En raison du vieillissement de la population qui s'accélère à la vitesse grand V, le temps presse pour adapter le système de santé aux aînés, confirme un nouveau rapport de l'Institut canadien d'information sur la santé (ICIS), dont les données viennent d'être dévoilées.

Sara Champagne LA PRESSE

«Le nombre de têtes grises augmente et certains craignent que le système de santé s'essouffle à les soigner. Mais que savons-nous sur leur utilisation des ressources?», s'est demandé l'ICIS.

L'Institut s'est penché sur l'incidence du vieillissement de la population sur le réseau de la santé dans les différentes provinces. Premier constat: le fardeau des dépenses dû aux personnes âgées est loin d'avoir augmenté. Au contraire, il a diminué par rapport aux sommes investies pour le reste de la population.

En 1998, les dépenses de santé par habitant au Canada étaient cinq fois plus élevées pour les personnes de 65 ans et plus (6374$) que pour les adultes de 20 à 64 ans (1282$). Onze ans plus tard, en 2009, les dépenses sont 4,5 fois plus élevées, soit 11 196$ contre 2494$.

Pendant ce temps, les baby-boomers se font de plus en plus vieux.

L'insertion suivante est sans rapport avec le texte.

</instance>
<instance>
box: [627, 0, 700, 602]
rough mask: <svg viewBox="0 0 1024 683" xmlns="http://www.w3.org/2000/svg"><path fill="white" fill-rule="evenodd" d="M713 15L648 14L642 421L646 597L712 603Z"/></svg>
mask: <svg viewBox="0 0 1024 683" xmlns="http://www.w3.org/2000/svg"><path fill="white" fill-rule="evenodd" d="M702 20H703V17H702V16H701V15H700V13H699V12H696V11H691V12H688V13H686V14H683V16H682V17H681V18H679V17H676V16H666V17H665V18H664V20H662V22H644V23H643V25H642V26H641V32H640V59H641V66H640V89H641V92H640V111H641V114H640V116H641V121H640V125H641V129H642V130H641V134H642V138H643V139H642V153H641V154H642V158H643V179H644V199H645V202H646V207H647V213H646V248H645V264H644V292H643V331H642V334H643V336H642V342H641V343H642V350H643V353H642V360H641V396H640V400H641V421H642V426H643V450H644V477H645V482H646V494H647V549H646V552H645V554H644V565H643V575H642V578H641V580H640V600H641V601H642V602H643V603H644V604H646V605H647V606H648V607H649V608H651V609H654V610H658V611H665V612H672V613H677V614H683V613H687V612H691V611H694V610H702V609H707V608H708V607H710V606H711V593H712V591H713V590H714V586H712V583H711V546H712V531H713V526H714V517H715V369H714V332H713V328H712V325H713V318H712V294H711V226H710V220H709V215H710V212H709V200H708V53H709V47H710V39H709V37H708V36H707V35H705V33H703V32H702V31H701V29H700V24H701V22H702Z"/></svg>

Selon les dernières statistiques, un Canadien sur quatre (25% de la population) aura 65 ans ou plus d'ici à 2036. Et même si les aînés ne représentent pour l'instant que 14% de la population, il n'en demeure pas moins qu'ils utilisent 40% des services hospitaliers offerts au pays.

Les chutes

Afin d'assurer de bons soins de santé aux personnes âgées, il y a du travail à faire sur presque tous les plans, constate l'ICIS. Mais le rapport s'attarde particulièrement sur les chutes, la principale cause d'hospitalisation chez les personnes âgées. Elles ont entraîné à elles seules 9% de toutes les visites aux urgences et environ 80 000 hospitalisations en 2009-2010.

Les aînés doivent aussi attendre longtemps avant d'être hospitalisés. L'ICIS démontre qu'ils ont attendu en moyenne 3,7 heures comparativement à 2,7 heures pour les autres adultes avant d'obtenir un lit aux étages des hôpitaux. Et les personnes âgées qui attendent ensuite pour des soins de longue durée forment 85% de tous les Canadiens admis pour obtenir ce type de soins.

Sur une note plus positive, les données démontrent que la majorité des personnes de plus de 65 ans dit avoir un médecin de famille (95%), contrairement à 83% des autres adultes. Au Québec, la performance est cependant moins bonne, avec une proportion de moins de 70% pour les personnes de 65 ans et moins (90% pour les aînés).

François Béland est professeur au département d'administration de la santé de la faculté de médecine de l'Université de Montréal. Il estime que ces données démontrent qu'il y a eu un désengagement des gouvernements dans les soins de longue durée. Selon lui, il faut instaurer un mode de financement pour l'organisation des soins dans le réseau de la santé.

«La dernière chose dont on a besoin, c'est une autre réforme en santé, croit-il. Mais il faut une politique en santé qui ferait notamment la promotion de l'exercice et de bonnes habitudes alimentaires. On ne peut pas abolir la mort, mais on peut la retarder. Pour y parvenir, il faut un bon suivi afin d'éviter les problèmes aigus, comme les crises cardiaques. Il faut donc un changement en profondeur des pratiques cliniques. Et je crois que ça passe entre autres par la mise en poste de gestionnaires de cas, des professionnels qui gèrent 40 personnes avec une équipe disciplinaire.»